Putting standards in place helped our physicians get past the problem of “if it’s not easy to find, it doesn’t get found.” Our job in preparing to go live was to make sure that documents got into the medical record and were found in a logical place for our physicians. The ease with which OnBase enabled us to configure all of this data really helped to make this a quick process. We now have several thousand employees using OnBase on a daily basis across all of our facilities, as well as any physician who provides care at one of our facilities.

Q: What benefits did Cleveland Clinic realize as a result of implementing a document management solution?

Dr. White: It has helped tremendously with simple document management. We’ve been able to successfully integrate the output of several information systems directly into Epic utilizing OnBase. These systems include Lawson; our Sunquest labs system; Siemens Invision for patient management and Siemens Signature for billing; McKesson Star for revenue cycle; GE Muse for cardiology; Philips Tracemaster for EKGs; Topcon for retinal eye photos; Nihon Kohden for EMGs; our admitting, discharging, and transferring system; and our anesthesia record-keeping system. That’s a huge volume of information.
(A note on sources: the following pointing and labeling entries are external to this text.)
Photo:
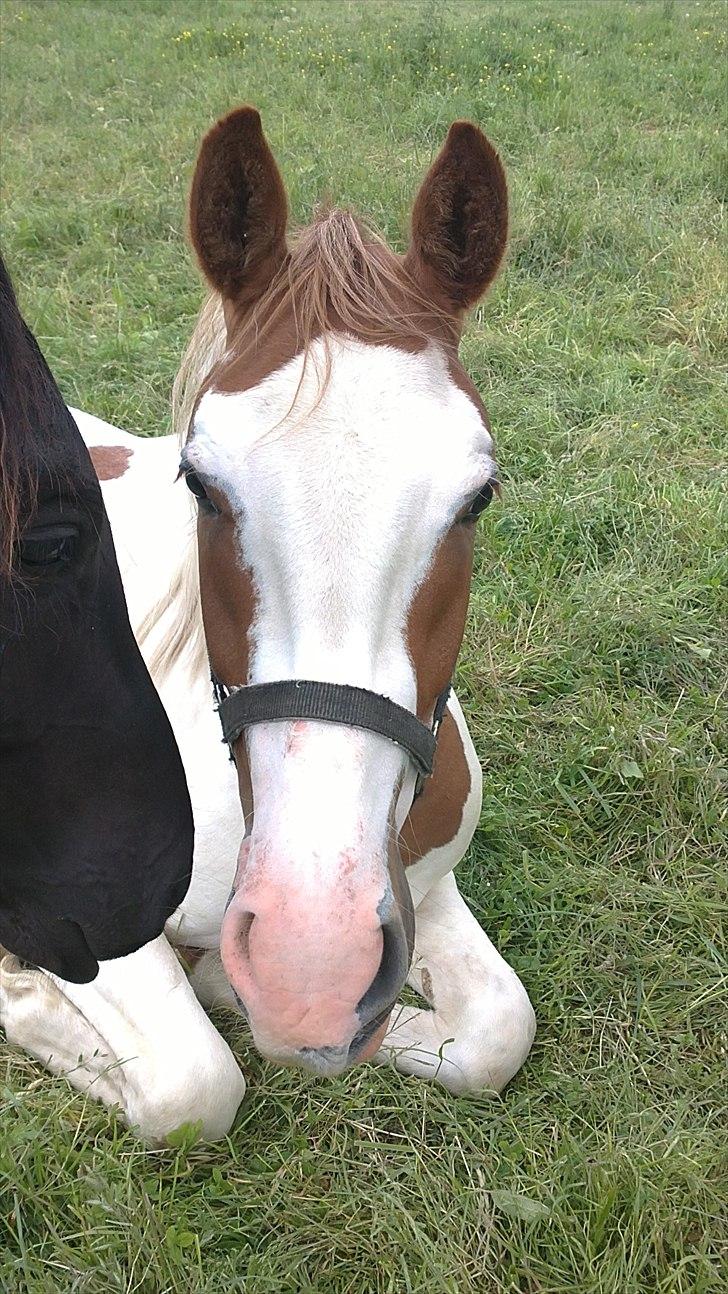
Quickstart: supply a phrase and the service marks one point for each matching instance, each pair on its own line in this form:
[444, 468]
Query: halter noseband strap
[331, 703]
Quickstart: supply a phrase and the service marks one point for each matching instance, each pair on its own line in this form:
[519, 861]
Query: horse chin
[326, 1061]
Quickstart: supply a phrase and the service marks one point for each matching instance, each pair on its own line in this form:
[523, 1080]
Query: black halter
[331, 703]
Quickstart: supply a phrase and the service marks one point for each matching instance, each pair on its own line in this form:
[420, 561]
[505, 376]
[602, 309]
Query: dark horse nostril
[379, 998]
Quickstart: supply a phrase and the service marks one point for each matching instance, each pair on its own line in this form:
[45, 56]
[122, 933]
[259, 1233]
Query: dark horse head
[96, 830]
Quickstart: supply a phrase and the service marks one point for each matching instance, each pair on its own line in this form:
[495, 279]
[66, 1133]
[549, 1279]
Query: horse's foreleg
[136, 1037]
[481, 1024]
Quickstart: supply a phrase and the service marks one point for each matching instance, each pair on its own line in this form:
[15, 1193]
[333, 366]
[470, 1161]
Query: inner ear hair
[238, 208]
[459, 227]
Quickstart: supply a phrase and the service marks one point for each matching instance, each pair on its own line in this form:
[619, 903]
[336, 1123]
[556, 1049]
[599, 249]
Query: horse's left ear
[460, 219]
[238, 207]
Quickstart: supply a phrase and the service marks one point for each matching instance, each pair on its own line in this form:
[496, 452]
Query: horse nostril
[379, 998]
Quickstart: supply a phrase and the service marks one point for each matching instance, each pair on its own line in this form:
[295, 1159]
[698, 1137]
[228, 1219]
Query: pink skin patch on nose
[300, 949]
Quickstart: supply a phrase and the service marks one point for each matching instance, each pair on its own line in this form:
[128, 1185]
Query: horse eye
[199, 492]
[48, 548]
[481, 501]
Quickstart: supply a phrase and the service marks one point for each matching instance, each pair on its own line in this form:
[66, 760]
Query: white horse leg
[481, 1024]
[136, 1037]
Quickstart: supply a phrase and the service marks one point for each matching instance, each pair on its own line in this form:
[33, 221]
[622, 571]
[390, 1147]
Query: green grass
[595, 659]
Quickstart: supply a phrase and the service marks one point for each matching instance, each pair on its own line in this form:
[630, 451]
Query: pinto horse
[338, 458]
[96, 828]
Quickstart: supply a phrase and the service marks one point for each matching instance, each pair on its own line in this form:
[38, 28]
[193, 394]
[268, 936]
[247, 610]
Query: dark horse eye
[53, 545]
[481, 501]
[199, 492]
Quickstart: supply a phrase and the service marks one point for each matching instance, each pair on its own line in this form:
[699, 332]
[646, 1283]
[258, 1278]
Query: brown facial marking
[238, 214]
[437, 616]
[436, 815]
[110, 461]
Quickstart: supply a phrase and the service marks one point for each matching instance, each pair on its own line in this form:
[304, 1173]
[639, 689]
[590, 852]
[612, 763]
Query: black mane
[30, 404]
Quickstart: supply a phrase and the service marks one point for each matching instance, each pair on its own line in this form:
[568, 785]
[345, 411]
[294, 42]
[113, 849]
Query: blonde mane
[339, 277]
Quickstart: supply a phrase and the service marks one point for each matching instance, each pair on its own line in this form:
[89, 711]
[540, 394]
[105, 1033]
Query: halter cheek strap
[331, 703]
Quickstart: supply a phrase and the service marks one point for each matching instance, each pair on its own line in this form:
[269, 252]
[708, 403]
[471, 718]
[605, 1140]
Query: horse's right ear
[460, 220]
[238, 207]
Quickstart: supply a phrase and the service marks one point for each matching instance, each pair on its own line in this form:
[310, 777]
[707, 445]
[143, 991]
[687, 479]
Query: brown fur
[238, 207]
[436, 817]
[110, 461]
[460, 220]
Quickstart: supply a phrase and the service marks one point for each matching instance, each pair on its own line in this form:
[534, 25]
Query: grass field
[595, 659]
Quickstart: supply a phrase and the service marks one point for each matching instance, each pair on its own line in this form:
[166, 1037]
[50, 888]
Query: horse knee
[493, 1041]
[203, 1087]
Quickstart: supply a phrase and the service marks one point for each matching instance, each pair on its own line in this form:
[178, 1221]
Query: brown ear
[238, 208]
[460, 219]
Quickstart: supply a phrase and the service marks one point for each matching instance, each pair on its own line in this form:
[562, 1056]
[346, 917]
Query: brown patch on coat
[110, 461]
[436, 815]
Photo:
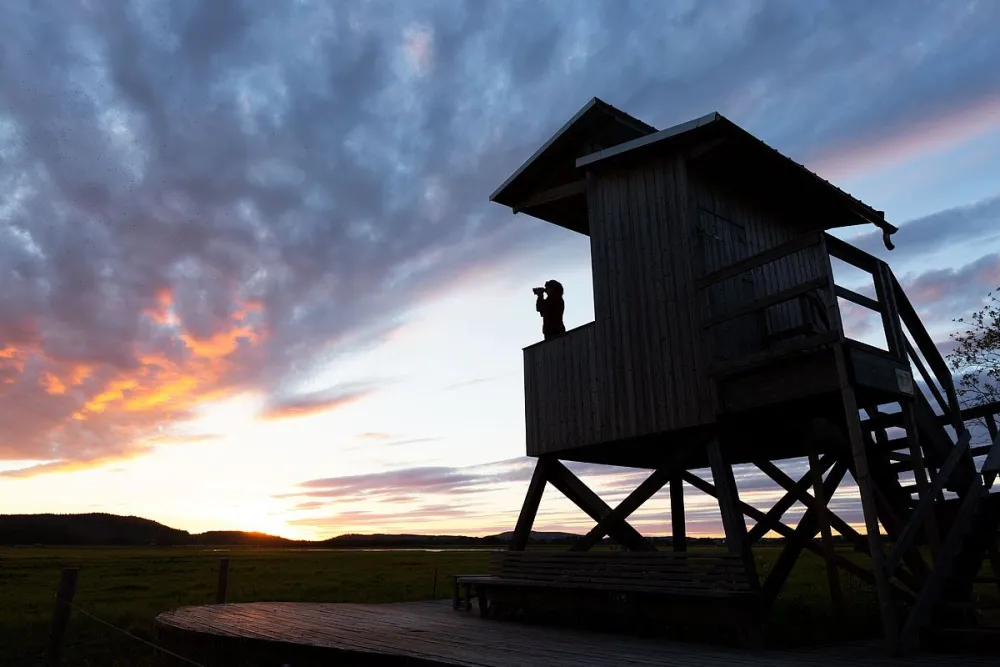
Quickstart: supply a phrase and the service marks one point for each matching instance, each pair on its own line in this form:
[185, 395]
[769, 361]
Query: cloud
[285, 407]
[423, 499]
[947, 293]
[975, 223]
[213, 198]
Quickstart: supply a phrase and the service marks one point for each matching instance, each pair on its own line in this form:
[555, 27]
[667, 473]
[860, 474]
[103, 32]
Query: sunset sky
[251, 278]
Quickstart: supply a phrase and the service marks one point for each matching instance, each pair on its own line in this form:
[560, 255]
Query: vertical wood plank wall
[647, 327]
[560, 389]
[730, 227]
[643, 366]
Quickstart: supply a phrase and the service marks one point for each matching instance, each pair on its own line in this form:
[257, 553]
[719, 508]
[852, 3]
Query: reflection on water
[374, 549]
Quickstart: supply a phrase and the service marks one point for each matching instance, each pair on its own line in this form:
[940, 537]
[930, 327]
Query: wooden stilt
[890, 623]
[832, 579]
[729, 505]
[920, 476]
[522, 531]
[678, 525]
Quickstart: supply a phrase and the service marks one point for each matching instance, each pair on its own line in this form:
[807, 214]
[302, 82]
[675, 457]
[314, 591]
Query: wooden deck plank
[433, 632]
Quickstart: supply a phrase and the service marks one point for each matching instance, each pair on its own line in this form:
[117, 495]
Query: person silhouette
[549, 304]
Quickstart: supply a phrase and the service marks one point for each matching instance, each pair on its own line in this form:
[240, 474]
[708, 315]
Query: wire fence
[156, 647]
[65, 607]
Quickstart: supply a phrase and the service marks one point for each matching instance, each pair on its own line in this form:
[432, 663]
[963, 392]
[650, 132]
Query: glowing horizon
[253, 280]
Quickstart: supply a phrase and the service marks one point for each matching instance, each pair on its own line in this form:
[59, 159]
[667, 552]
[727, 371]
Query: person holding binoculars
[549, 304]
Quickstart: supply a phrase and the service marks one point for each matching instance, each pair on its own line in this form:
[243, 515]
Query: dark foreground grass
[128, 587]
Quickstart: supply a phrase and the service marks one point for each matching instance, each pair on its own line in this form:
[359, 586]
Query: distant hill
[86, 530]
[114, 530]
[100, 529]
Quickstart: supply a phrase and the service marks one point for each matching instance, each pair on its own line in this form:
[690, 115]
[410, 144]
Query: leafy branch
[976, 357]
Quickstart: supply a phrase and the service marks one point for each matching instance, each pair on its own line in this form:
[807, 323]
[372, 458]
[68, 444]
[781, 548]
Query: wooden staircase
[938, 501]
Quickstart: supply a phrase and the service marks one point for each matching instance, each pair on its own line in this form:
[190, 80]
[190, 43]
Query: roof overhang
[548, 185]
[721, 145]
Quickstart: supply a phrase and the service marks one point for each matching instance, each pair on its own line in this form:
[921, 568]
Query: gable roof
[737, 153]
[595, 126]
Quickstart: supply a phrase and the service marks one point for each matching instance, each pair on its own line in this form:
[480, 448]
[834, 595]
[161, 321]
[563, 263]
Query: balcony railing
[560, 392]
[818, 294]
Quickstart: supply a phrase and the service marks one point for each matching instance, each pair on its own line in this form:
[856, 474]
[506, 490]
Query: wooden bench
[637, 581]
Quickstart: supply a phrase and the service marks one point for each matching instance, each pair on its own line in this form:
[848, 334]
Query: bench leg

It has also helped with more efficient retrieval of files from within the EMR. Our physicians now know exactly where different types of data live within the EMR and are able to pull that data in a much more efficient manner. There are some documents such as EKGs that many physicians, from primary care to specialty, may want to use. Then there may be documents that only a small percentage of physicians are going to want to see because they’re subspecialized. Retrieval and the ability to get at those various files has become much more streamlined.

The physicians certainly appreciate it. You create wins for them, specifically when you don’t hear any concerns from them. When you don’t do something right, you hear it all the time. We think that not hearing from them or hearing an occasional positive comment has been an enormous win.

We’ve also seen benefits on the nonclinical side, such as in the HIM department. The configurability and the ability to bring documents in and do different things with them depending on the user’s need have been downstream benefits for a number of departments. We’re able to scan in and integrate histories and physicals from other information systems to be used for our surgical patients. OnBase manages all of that electronic capture and placement within Epic; that’s really been pretty slick. It all comes down to one common denominator: It’s got to come into Epic. That’s the bottom line source of truth.

Regarding a measurable benefit, usage is as much data as I can give you. We now include the OnBase solution as part of the standard IT package we deliver to any office in which we go live. That being said, 100-percent utilization by our staff is a pretty good measurable benefit, in my opinion.

Q: What implementation best practices and lessons learned would you recommend to other providers looking to adopt a document management solution?

Dr. White: The biggest things to realize are that you absolutely need a document management solution, and you need physician governance around where the clinical documents live within that solution. In my prior role, I insisted we have a clinician involved with the decision-making process. That ultimately got expanded into a larger physician governance effort. Physicians are trying to do their work as efficiently as possible. If they can’t easily find a document, it’s as if it’s not there. Their input is essential to optimizing a document management solution for an organization’s unique needs and workflows.

I’d also recommend getting in touch with other users of the document management solution you’re considering. Hyland has been very helpful about letting us know how other organizations are using their system and then putting us in touch with them for further discussion. It’s really helpful to have that kind of insight when making an enterprise IT implementation and purchasing decision. You’ll end up making the vast majority of your physicians happy if you keep those three things in mind — though they might not let you know it.